On Friday, January 19th, the $SPX reached new all-time highs, both intraday and at closing. Since then, it has continued to climb, setting fresh closing records daily. Much of this surge appears driven by short covering and enthusiastic buying from previously underinvested longs. However, the market lacks the typical euphoria, as many individual stocks are struggling despite the index’s performance.

Having consolidated within the 4680-4800 range for nearly a month, $SPX should find substantial support in that zone. A close below 4680 would signal significant downside potential, although such a scenario seems improbable in the near term. Resistance levels are virtually nonexistent, given the index’s record-setting run.

Equity-only put-call ratios maintain sell signals for stocks, despite recent downward trends. Computer analysis still deems them bearish as long as they continue to rise, signaling caution for equities.

Breadth indicators improved alongside $SPX’s ascent, shifting to buy signals as the index hit new highs. They currently hover in overbought territory, reflecting positive market momentum. Additionally, the subdued $VIX further bolsters bullish sentiment, with no alarming spikes indicating potential trouble for stocks.

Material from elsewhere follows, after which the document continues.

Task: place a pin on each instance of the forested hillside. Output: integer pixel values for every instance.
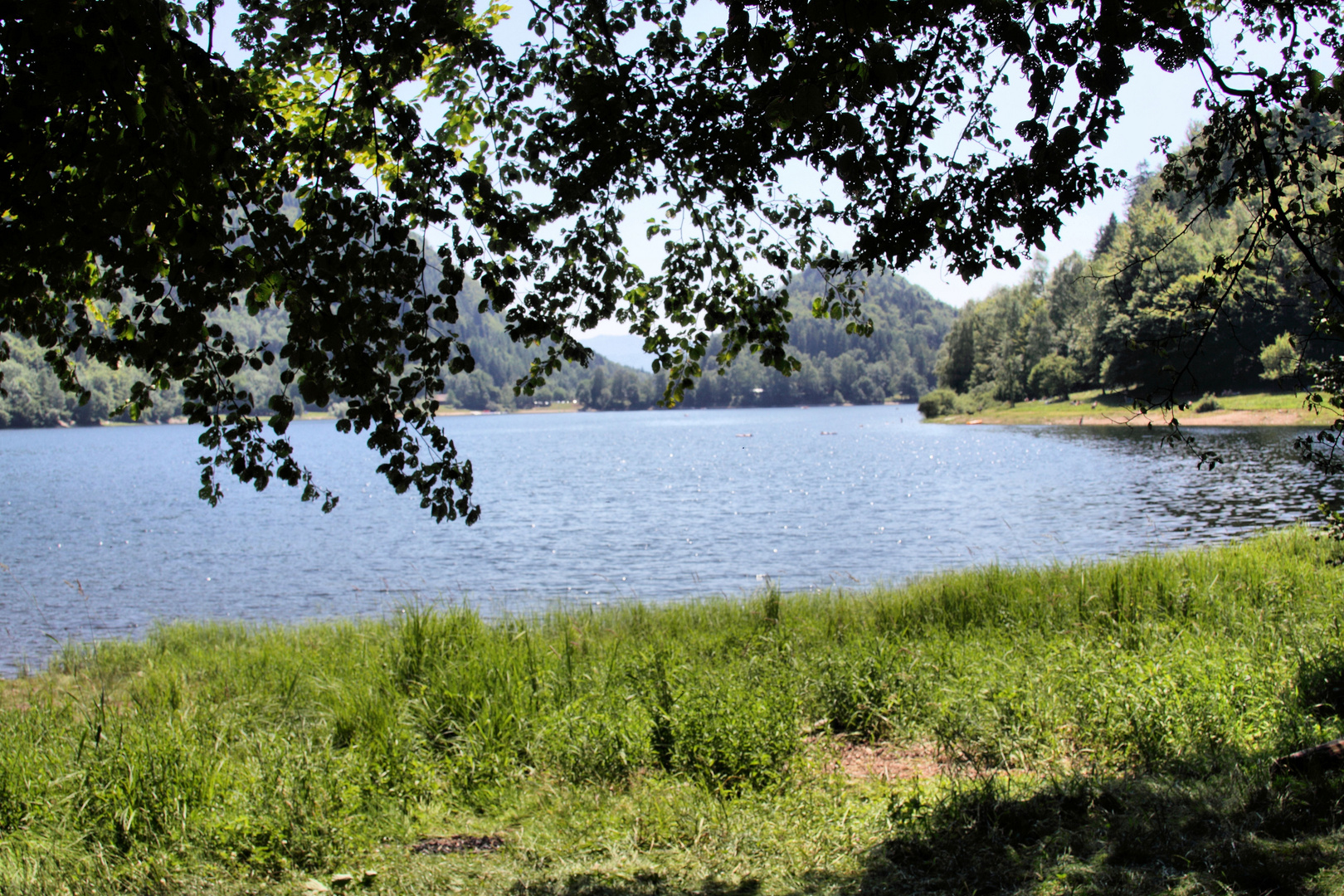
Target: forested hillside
(895, 362)
(898, 360)
(1142, 314)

We maintain a core bullish stance, supported by the optimistic $SPX chart. We tactically trade confirmed signals while adjusting long call options upward as they deepen in-the-money. Although sell signals have been few and swiftly stopped out, we anticipate more to emerge should the market show signs of topping out. February historically carries risks, with 2018 and 2020 being particularly tumultuous, thus vigilance remains essential.